La cuestión es si eso alcanza por sí mismo o si es suficiente para la reflexión del tópico, y ahí, por lo menos para mí, ya comienzan las dudas. Esta mecánica estética de la película se repite hasta el final y nunca deja de incomodar, pero esa incomodidad no parece ir tampoco hacia ningún lado. Sobre el final, Glazer hace algo “arriesgado” e intenta esbozar algún tipo de diálogo entre el campo de concentración y su reconvención en un museo o espacio de memoria. Una idea que tampoco está muy clara y cuya crítica no atraviesa nada más que la postura convencional sobre la discusión respecto a la “museificación” de la cultura.

En estas sensaciones encontradas, la película comparte mucho con otra que podríamos decir que tuvo ciertas intenciones similares que es “La cinta blanca” (The White Ribbon, 2010), de Michael Haneke.

Creo, y esto es solo una intuición, que quizá el tema y la discusión sean tan grandes e inabarcables que en su afán por complejizar el tema, la película puede caer en un reduccionismo estético un tanto vacío y repetitivo que se esconde bajo la idea de “incomodar” o “molestar” al espectador. Ahora bien, ¿qué hay más allá de una incomodidad pasajera en una sala de cine?, ¿a dónde nos lleva después? Eso no parece estar muy claro, y a lo mejor es porque no es una misión que pueda lograr una película.

Quizá su valor como obra fílmica se justifique solo con provocar este tipo de intercambios y, de ser así, poder actualizar y mantener activa una conversación, lo que debe ser considerado como un hecho valorable y destacable. Con honestidad no lo sé. Tampoco entiendo muy bien si una obra que termina nominada a mejor película en los premios Óscar puede “incomodar” a algún tipo de “poder”. ¿Quién en la gran industria puede sentirse incómodo con un relato que dice que los malos son los mismos malos desde hace más de 80 años? Por supuesto, no hay ninguna duda, los nazis son los malos, pero, tal vez, la pregunta que habría que hacerse es ¿qué es ser nazi en 2024? Porque pareciese que siempre el nazi es el otro.
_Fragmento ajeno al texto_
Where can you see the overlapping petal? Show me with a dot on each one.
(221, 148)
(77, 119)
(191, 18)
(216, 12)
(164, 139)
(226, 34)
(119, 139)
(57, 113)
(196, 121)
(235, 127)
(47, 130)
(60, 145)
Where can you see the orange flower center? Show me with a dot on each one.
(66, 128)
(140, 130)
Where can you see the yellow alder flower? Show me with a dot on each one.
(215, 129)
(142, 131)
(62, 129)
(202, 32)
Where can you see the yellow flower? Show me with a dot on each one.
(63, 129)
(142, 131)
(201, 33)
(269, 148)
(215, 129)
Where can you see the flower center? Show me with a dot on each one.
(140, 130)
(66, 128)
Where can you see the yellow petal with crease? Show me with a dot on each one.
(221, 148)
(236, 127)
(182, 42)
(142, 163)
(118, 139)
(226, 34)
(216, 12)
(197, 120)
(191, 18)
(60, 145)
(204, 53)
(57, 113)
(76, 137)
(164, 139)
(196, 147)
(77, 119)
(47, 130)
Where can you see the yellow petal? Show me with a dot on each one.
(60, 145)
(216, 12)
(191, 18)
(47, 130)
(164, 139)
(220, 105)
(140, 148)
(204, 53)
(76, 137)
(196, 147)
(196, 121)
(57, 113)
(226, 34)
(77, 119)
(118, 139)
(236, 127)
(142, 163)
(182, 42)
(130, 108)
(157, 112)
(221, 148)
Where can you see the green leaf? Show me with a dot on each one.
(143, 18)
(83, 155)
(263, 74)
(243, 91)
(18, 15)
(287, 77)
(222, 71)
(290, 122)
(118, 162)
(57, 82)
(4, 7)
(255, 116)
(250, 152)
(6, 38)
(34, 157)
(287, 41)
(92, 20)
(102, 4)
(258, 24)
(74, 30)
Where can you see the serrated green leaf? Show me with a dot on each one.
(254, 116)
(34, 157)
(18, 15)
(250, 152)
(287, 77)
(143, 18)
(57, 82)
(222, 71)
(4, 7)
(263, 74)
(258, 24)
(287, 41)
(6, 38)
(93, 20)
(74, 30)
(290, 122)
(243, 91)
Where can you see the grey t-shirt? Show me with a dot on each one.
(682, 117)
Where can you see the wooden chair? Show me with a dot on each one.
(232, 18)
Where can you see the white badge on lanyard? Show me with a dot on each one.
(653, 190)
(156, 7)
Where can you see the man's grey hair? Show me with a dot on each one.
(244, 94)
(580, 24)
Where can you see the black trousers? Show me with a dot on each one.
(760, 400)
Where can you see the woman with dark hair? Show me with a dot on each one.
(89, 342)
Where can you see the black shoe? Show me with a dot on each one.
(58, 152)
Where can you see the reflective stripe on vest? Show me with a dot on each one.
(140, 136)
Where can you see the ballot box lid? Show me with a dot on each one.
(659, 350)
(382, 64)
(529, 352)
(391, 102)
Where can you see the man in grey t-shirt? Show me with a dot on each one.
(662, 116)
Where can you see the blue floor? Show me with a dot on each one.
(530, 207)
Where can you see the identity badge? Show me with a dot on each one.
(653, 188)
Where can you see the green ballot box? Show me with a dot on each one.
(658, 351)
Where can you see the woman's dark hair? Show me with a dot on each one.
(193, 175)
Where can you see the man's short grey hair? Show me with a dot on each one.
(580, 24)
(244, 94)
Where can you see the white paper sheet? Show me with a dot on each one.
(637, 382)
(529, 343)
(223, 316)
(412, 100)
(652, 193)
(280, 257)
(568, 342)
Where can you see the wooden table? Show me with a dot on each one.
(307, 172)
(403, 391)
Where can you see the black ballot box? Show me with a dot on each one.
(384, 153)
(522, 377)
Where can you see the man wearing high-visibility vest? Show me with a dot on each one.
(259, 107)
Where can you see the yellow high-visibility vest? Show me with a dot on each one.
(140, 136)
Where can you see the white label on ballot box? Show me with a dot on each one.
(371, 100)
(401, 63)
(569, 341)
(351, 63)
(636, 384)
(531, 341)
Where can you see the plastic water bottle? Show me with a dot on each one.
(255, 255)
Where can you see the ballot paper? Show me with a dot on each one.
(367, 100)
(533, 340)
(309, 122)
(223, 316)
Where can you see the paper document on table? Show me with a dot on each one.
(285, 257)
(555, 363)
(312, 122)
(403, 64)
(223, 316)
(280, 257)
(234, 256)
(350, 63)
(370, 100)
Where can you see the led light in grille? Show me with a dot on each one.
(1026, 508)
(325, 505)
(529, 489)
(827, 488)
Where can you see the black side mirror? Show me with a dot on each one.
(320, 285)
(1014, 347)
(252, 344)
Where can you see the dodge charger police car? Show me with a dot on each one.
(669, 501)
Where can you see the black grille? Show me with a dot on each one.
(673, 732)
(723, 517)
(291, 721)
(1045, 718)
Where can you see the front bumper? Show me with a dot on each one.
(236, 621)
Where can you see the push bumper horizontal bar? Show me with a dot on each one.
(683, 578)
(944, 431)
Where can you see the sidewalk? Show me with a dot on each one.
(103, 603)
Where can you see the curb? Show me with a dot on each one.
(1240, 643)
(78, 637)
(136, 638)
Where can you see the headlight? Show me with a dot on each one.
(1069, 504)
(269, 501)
Sobre esto, para concluir, me gustaría traer a colación el soliloquio final de Noche y niebla (Alain Resnais, 1956), película documental que utilizó imágenes de archivo de los campos de exterminio nazis y que también transcurre en Auschwitz, a unos pocos años de concluida la Segunda Guerra Mundial. Allí, Resnais y Marker exponen lo siguiente:

El crematorio ya no se usa. La astucia nazi está pasada de moda. Nueve millones de muertos en ese paisaje. ¿Quiénes entre nosotros vigila desde esta extraña atalaya para advertir de la llegada de nuevos verdugos? ¿Son sus caras en verdad diferentes a las nuestras? En alguna parte entre nosotros, afortunados capos aún sobreviven, reincorporando oficiales y delatores desconocidos. Hay quienes no lo creen, o solo de vez en cuando. Con nuestra sincera mirada examinamos esas ruinas, como si el viejo monstruo yaciese bajo los escombros. Pretendemos llenar de nuevas esperanzas como si las imágenes retrocediesen al pasado, como si fuésemos curados de una vez por todas de la peste de los campos de concentración. Como si de verdad creyésemos que todo esto ocurrió sólo en una época y en un solo país, y que pasamos por alto las cosas que nos rodean, hacemos oídos sordos al grito que no calla.

A lo mejor, lo que tenemos que pensar es si todo esto ya pasó allá lejos y hace un tiempo y en otro mundo, o si no pasa todos los días, en las diferentes cárceles modernas, donde la lucha contra el narcotráfico, el crimen organizado y el terrorismo son la justificación de cualquier tipo de imposición de tormentos.